Synthesis of dual models multivalent activatable aptamers based on HCR and RCA for ultrasensitive detection of Salmonella typhimurium

Aptamers have superior structural properties and have been widely used in bacterial detection methods. However, the problem of low affinity still exists in complex sample detection. In contrast, hybridization chain reaction (HCR)-based model I and rolling circle amplification (RCA)-based model II multivalent activatable aptamers (multi-Apts) can fulfill the need for low-cost, rapid, highly sensitive and high affinity detection of S. typhimurium.

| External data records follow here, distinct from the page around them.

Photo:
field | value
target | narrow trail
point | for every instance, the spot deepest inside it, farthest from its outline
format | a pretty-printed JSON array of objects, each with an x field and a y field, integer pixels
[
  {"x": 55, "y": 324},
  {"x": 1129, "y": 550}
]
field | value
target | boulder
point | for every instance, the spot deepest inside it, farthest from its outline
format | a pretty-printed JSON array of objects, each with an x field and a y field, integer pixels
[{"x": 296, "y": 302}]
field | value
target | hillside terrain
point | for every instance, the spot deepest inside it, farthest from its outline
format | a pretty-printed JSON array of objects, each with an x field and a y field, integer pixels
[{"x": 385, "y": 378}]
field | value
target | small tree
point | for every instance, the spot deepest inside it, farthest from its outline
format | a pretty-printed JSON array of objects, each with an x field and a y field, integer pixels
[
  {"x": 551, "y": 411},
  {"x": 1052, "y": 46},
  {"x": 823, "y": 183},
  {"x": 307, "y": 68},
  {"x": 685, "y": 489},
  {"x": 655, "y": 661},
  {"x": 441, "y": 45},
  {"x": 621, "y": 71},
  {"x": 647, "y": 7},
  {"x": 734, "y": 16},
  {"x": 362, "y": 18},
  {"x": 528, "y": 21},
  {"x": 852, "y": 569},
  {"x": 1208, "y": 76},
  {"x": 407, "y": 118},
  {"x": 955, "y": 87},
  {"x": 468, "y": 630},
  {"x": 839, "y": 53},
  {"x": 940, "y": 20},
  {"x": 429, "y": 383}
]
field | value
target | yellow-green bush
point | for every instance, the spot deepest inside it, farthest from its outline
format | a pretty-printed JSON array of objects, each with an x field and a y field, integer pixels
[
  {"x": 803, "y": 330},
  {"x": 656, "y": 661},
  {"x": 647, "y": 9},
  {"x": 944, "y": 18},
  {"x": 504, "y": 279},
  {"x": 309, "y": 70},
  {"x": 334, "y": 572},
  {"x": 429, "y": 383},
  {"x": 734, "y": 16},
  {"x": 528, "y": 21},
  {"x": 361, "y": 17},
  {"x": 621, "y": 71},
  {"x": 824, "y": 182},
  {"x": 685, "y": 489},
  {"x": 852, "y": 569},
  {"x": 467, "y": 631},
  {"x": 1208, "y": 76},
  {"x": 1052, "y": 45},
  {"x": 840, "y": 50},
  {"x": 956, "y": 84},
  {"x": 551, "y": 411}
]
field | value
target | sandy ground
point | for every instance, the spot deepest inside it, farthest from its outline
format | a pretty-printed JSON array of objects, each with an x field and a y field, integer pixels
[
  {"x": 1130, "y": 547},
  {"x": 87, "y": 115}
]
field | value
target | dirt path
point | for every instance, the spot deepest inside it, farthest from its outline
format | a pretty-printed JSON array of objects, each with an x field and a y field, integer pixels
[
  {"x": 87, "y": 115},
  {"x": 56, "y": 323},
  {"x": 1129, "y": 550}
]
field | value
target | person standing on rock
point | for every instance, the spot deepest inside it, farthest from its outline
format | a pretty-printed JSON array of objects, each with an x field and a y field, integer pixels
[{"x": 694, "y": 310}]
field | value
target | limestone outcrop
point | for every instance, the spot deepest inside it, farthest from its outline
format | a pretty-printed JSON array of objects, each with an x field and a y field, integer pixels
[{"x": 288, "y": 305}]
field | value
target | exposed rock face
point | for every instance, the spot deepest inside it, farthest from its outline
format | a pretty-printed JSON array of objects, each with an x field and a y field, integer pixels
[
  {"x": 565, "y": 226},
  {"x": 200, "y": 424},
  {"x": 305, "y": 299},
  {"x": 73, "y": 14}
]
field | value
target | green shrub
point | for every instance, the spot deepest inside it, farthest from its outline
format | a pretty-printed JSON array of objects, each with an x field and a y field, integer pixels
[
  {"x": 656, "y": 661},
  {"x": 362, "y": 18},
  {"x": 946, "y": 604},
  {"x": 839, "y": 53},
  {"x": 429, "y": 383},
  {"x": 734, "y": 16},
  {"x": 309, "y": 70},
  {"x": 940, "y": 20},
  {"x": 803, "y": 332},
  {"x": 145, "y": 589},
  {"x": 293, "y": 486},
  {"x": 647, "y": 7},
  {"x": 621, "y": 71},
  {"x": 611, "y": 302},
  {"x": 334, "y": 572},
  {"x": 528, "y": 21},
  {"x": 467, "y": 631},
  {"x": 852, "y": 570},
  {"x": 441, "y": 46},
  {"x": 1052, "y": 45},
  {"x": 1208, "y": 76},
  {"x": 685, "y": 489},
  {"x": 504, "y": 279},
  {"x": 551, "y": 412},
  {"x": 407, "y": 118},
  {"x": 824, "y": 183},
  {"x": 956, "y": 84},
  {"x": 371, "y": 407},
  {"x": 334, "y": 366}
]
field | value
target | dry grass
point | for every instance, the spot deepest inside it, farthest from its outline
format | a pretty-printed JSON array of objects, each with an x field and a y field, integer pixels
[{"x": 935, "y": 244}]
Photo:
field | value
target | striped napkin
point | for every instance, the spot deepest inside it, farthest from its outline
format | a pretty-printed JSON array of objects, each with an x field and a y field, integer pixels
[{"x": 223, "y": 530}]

In our research, two models of multi-Apts were designed. First, a monovalent activatable aptamer (mono-Apt) was constructed by fluorescence resonance energy transfer (FRET) with an S. typhimurium aptamer and its complementary chain of BHQ1. Next, the DNA scaffold was obtained by HCR and RCA, and the multi-Apts were obtained by self-assembly of the mono-Apt with a DNA scaffold. In model I, when target was presented, the complementary chain BHQ1 was released due to the binding of multi-Apts to the target and was subsequently adsorbed by UIO66. Finally, a FRET-based fluorescence detection signal was obtained. In mode II, the multi-Apts bound to the target, and the complementary chain BHQ1 was released to become the trigger chain for the next round of amplification of HCR with a fluorescence detection signal. HCR and RCA based multi-Apts were able to detect S. typhimurium as low as 2 CFU mL-1 and 1 CFU mL-1 respectively. Multi-Apts amplification strategy provides a new method for early diagnosis of pathogenic microorganisms in foods.